The Enid News and Eagle, Enid, OK

Enid Features

July 5, 2014

The man who fell into the pit and couldn’t get himself out

A subjective person came along and said, “I feel for you down there.”

An objective person came along and said, “It’s logical that someone would fall down there.”

A Christian Scientist came along and said, “You only think you’re in the pit.”

A Pharisee said, “Only bad people fall into a pit.”

Confucius said, “If you would have listened to me you wouldn’t be in that pit.”

Buddha said, “You’re pit is only a state of mind.”

A realist said, “That’s a pit.”

A scientist calculated the pressure necessary, pounds and square inches, to get him out of the pit.

A geologist told him to appreciate and study the rock strata.

An evolutionist said, “You are a rejected mutant destined to be removed from the evolutionary cycle, in other words he is going to die in the pit so he can’t produce any more pit falling offspring.”

The country inspector said, “Did you have a permit to dig that pit?”

A professor gave him a lecture on the elementary principles of the pit.

A self-pitying person said, “You haven’t seen anything until you’ve seen my pit.”

An optimist said, “Things could get worse.”

A pessimist said, “Things are going to get worse.”

A sympathetic person might say, “That’s a pity.”

Jesus saw the man in the pit, took him by the hand and lifted him out.

Author unknown

***

Such is life, beloveds.

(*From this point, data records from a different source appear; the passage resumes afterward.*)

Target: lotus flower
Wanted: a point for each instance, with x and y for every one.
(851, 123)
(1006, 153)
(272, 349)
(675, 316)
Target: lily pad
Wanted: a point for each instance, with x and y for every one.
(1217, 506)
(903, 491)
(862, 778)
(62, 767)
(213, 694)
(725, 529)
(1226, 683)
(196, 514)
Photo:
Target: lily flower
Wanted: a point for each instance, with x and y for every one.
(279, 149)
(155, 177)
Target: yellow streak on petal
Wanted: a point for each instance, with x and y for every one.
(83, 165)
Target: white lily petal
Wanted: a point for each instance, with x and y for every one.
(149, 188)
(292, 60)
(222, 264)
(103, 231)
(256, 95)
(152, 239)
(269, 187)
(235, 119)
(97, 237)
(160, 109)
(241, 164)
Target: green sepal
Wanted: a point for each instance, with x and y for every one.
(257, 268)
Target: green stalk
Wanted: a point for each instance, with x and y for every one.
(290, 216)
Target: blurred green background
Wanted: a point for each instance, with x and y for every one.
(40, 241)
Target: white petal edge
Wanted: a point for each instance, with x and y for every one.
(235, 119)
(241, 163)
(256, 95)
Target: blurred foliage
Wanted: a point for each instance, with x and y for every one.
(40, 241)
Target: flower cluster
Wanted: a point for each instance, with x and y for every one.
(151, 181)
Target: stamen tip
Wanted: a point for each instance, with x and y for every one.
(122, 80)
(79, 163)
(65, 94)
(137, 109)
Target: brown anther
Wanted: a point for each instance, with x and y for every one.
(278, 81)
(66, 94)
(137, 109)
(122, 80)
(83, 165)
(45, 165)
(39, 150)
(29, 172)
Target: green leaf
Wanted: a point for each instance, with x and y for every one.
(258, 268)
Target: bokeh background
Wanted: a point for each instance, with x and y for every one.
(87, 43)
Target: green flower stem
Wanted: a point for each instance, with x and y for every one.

This poem pretty much represents every one of us in some fashion or another.

I see this poem as a cross between the Parable of the Good Samaritan found in Luke 10:25-37 and David’s words in Psalm 40:1-5.

“On one occasion an expert in the law stood up to test Jesus. “Teacher,” he asked, “what must I do to inherit eternal life?”

Jesus said to him, What is written in the Law? How do you read it?

He answered, you must love the Lord your God with all your heart and with all your soul and with all your strength and with all your mind; and, love your neighbor as yourself.

“You have answered correctly,” Jesus replied. “Do this and you will live.”

But he wanted to justify himself, so he asked Jesus, “And who is my neighbor?”

In reply Jesus said: “A man was going down from Jerusalem to Jericho, when he was attacked by robbers. They stripped him of his clothes, beat him and went away, leaving him half dead. A priest happened to be going down the same road, and when he saw the man, he passed by on the other side. So too, a Levite, when he came to the place and saw him, passed by on the other side. But a Samaritan, as he traveled, came where the man was; and when he saw him, he took pity on him. He went to him and bandaged his wounds, pouring on oil and wine. Then he put the man on his own donkey, brought him to an inn and took care of him. The next day he took out two denarii and gave them to the innkeeper. “Look after him,” he said, “and when I return, I will reimburse you for any extra expense you may have.”

“Which of these three do you think was a neighbor to the man who fell into the hands of robbers?” ask Jesus.

The expert in the law replied, “The one who had mercy on him.”

Jesus told him, “Go and do likewise.” (Luke 10: 25-37)

But the words of David in Psalm 40:1-5 pull on my hearts strings more than anything. I guess because it’s my story ... my song.

“I waited patiently and expectantly for the Lord: and He inclined to me and heard my cry. He drew me up out of a horrible pit {a pit of tumult and of destruction}, out of the miry clay (froth and slime), and set my feet upon a rock, steadying my steps and establishing my goings. He has put a new song in my mouth, a song of praise to our God. Many shall see and fear (revere and worship); and put their trust and confident reliance in the Lord. Blessed (happy, fortunate, to be envied) is the man who makes the Lord his refuge and trust, and turns not to the proud or to followers of false gods. Many, O Lord my God, are the wonderful works which You have done, and Your thoughts toward us: NO ONE CAN COMPARE WITH YOU! If I should declare and speak of them, they are too many to be numbered.”

And the rest is history. What He did for me, my friend, He WILL do for you. He is no respector of persons.

Keep the faith and worship somewhere today.